There was some consolation it set a new record for a private collection sold at auction, beating the $443m for the Yves Saint Laurent collection in 2009. "I never thought it could make a billion dollars," Marc Porter, chairman of Christie's Americas, told the paper. But had bidding for Pablo Picasso's Fillette la Corbeille Fleurie (Young Girl With Basket of Flowers, pictured) taken off, it might have run close. Instead, it sold to its guarantor for $115m (with fees). The picture, which is not obviously by Picasso at first sight, was always a gamble, says Porter.



The three remaining bottles of 1774 vin jaune from the family cellar of Pierre Vercel, a celebrated 17th-century winemaker, are expected to be sold by Jura Encheres for around €20,000 each tomorrow. The wine comes from the eastern French region of Jura.
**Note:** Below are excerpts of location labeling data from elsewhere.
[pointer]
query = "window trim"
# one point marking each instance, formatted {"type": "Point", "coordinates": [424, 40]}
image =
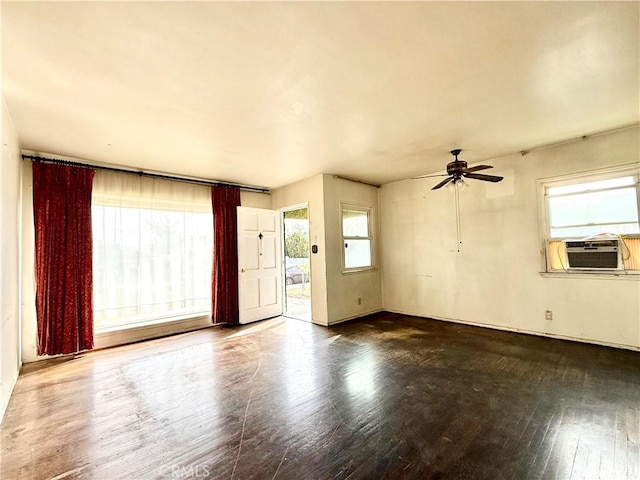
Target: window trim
{"type": "Point", "coordinates": [631, 169]}
{"type": "Point", "coordinates": [370, 211]}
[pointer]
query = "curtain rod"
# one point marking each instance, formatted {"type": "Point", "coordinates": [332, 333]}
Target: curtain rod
{"type": "Point", "coordinates": [142, 173]}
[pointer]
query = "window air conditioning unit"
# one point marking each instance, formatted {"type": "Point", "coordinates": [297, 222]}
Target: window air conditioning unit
{"type": "Point", "coordinates": [597, 254]}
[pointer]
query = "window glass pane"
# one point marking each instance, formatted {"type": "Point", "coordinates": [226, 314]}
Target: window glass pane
{"type": "Point", "coordinates": [150, 264]}
{"type": "Point", "coordinates": [599, 185]}
{"type": "Point", "coordinates": [355, 223]}
{"type": "Point", "coordinates": [587, 230]}
{"type": "Point", "coordinates": [599, 208]}
{"type": "Point", "coordinates": [357, 253]}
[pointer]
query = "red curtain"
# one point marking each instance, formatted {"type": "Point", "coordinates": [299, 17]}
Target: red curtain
{"type": "Point", "coordinates": [224, 293]}
{"type": "Point", "coordinates": [63, 257]}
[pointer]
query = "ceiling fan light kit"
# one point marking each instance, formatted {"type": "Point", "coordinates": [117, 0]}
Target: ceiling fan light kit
{"type": "Point", "coordinates": [458, 170]}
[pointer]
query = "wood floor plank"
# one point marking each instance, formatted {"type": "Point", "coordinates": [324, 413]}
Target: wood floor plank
{"type": "Point", "coordinates": [387, 396]}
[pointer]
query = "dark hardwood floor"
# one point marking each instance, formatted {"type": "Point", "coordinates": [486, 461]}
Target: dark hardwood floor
{"type": "Point", "coordinates": [387, 396]}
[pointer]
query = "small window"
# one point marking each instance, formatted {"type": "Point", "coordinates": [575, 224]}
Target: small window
{"type": "Point", "coordinates": [356, 239]}
{"type": "Point", "coordinates": [590, 206]}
It is likened to fino sherry, but is not fortified, and was said to be excellent when a group of connoisseurs and scientists sampled the batch in 1994 adding that the wines should be revisited in 100 years' time, The Guardian reports. It was said to be "golden amber" in colour, with "flavours of nuts, spices, curry, cinnamon, vanilla and dried fruits". A bottle from the same collection sold for €57,000 in 2011, while another fetched €38,000 in 2012.


A three-bottle lot of 2012 Domaine de la Romanee-Conti (DRC), and a magnum of Henri Jayer 1990 Vosne-Romanee, each sold for $45,510 in Chicago last month; a six-litre Methuselah of La Tche 1983 DRC sold for $31,070. In all, the Hart Davis Hart Wine Co. Burgundy sale made over $7m. "Burgundy prices have risen strongly over the past decade, reflecting the scarcity of wines from the region's fragmented top vineyards," says Bloomberg.